Mühüller verwunderte sich auf seinem Krankenlager, daß keine Anstalten zur Hochzeit gemacht wurden. Gamlingen sagte ihm den Grund. Er war ganz aufgebracht. „Sofort werdet Ihr heirathen! Auf der Stelle werdet Ihr heirathen! Meinetwegen warten? Bis ich das Tanzbein schwingen kann?“

Es würde ja doch nur eine ganz stille Hochzeit werden, wandte Gamlingen ein, Lolo’s und ihrer Entlobung wegen.
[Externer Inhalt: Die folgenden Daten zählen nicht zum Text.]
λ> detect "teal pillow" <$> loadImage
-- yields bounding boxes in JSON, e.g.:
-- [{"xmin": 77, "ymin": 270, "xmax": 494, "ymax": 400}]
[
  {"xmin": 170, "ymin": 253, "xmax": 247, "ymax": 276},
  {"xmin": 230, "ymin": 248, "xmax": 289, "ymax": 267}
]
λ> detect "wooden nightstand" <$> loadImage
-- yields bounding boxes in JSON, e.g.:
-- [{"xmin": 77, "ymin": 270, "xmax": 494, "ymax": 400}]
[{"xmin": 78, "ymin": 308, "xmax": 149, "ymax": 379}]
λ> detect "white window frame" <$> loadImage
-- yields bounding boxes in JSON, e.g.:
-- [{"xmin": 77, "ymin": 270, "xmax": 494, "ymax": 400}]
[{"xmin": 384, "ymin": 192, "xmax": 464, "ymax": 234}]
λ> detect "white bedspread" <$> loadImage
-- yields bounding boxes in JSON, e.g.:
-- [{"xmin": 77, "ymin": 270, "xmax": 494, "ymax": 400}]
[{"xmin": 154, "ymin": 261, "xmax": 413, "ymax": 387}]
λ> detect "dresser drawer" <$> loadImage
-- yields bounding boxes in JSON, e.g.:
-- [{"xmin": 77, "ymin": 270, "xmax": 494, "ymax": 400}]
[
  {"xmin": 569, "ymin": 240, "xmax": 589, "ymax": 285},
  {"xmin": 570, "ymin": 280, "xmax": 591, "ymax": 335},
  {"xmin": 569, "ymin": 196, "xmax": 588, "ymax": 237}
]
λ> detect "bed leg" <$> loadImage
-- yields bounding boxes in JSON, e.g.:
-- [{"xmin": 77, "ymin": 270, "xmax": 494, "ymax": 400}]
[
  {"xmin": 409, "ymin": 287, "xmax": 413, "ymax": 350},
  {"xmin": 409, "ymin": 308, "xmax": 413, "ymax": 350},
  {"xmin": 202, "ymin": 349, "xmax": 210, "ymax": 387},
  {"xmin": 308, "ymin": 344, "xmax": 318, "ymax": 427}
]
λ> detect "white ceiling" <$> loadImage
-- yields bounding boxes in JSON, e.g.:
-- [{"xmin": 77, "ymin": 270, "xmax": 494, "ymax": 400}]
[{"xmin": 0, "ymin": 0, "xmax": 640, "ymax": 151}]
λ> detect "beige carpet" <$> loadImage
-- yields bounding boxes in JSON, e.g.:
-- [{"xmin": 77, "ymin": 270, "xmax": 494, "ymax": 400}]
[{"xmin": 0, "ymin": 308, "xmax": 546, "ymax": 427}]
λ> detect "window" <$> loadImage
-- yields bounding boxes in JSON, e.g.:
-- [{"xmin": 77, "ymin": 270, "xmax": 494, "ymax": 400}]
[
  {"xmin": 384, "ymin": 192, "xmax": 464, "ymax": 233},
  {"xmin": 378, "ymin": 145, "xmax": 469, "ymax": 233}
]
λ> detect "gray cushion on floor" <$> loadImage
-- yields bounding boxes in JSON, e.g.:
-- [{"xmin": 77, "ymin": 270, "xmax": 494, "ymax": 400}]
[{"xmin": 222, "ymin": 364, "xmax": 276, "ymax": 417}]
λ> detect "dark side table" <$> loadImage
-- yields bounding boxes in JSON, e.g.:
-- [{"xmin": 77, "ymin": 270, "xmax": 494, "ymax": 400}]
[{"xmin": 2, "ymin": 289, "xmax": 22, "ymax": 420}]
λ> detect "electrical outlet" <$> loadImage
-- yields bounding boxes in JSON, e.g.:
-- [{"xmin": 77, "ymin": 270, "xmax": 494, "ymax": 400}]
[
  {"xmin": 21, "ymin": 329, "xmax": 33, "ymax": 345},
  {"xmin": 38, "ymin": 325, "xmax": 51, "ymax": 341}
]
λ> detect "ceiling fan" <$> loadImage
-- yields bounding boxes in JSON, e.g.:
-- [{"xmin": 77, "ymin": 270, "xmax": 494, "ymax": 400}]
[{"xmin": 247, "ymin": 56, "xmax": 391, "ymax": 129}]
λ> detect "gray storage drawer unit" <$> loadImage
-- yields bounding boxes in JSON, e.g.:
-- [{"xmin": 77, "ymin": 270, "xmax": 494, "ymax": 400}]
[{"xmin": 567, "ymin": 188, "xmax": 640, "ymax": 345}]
„Erst recht also! Was soll das heißen? Es ist doch wohl nicht Euer Ernst. Wegen der Dummheit da! Ich bitte Sie, wenn es nicht der Name gewesen, so wäre es irgend etwas Anderes gewesen! Weßwegen schießt man sich nicht? Versichere Sie, ist mir eine Ehre gewesen – und wenn der Fingerhut Mühüller’sches Blut dazu beitragen sollte …“

Er murmelte etwas von Freundschaft und Kameradschaft; na, er liebte es nicht, solche Sentimentalitäten auf der Zunge zu führen. Dann schlug er mit der flachen Hand auf die Bettdecke! „Abgemacht, geheirathet wird! Ich nehme es Euch höllisch übel und ich will nicht heißen wie ich heiße, wenn ich einen Fuß in Euer Haus setze. Geheirathet wird – sofort wird geheirathet!“

Und Gamlingen hatte es dem Kranken in die Hand versprechen müssen, daß geheirathet würde – zwar nicht „sofort“, wie Mühüller begehrte, aber doch zum ursprünglichen Termin.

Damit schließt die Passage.